God Picks One Family
Abraham, Isaac, Jacob, and Israel. Why God chose a single line to be the rescue mission for the world.
Jesus — God With Us
The incarnation. The Cross. The Resurrection. How the family is bought back by the Son who became one of us.
Believing Loyalty
What faith actually is — not bare mental assent, but allegiance to the risen Christ. Pistis, repentance, and the new birth.
The Family Restored Forever
The new heavens and the new earth. Revelation 21–22 and the wedding supper of the Lamb. What we were always made for.
Michael S. Heiser (1963–2023) was a Hebrew Bible and Semitic languages scholar (Ph.D., University of Wisconsin-Madison) who spent his career making the world of the biblical authors accessible to ordinary readers. He served as Scholar-in-Residence at Logos Bible Software and Executive Director of the Awakening School of Theology & Ministry, and wrote The Unseen Realm, Supernatural, and many other books.
What Does God Want? (Blind Spot Press, 2018) is his shortest and most evangelistic book — written for a friend who simply wanted to know whether the Bible had an answer to the title’s question. It does. The book runs about an hour to read.
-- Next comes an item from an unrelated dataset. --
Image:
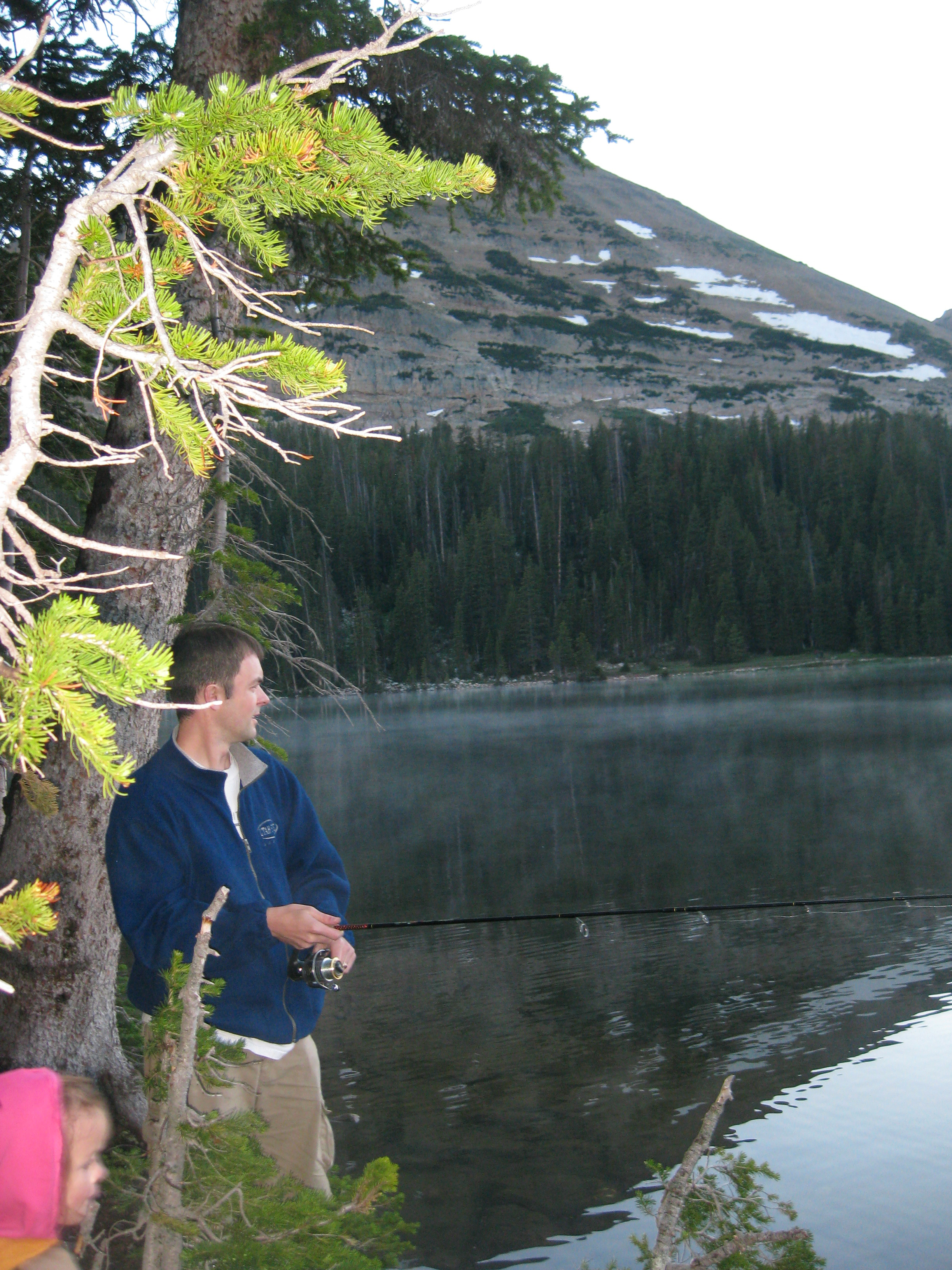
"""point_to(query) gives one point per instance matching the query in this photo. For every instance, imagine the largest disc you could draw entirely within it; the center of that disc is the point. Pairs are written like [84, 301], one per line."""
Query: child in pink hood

This study unpacks it over six weeks so we can sit with each chapter, look up the Greek and Hebrew, and let it shape us.
Every passage in this study is opened in both the Septuagint (LXX) — the Greek Old Testament the apostles quoted from — and the English Standard Version (ESV). Where Hebrew matters we add it. We always read in two registers: the Author (what did the writer mean to convey?) and the Audience (what would the first hearers have heard?). That keeps us honest, and it keeps the Bible from being whatever we already thought.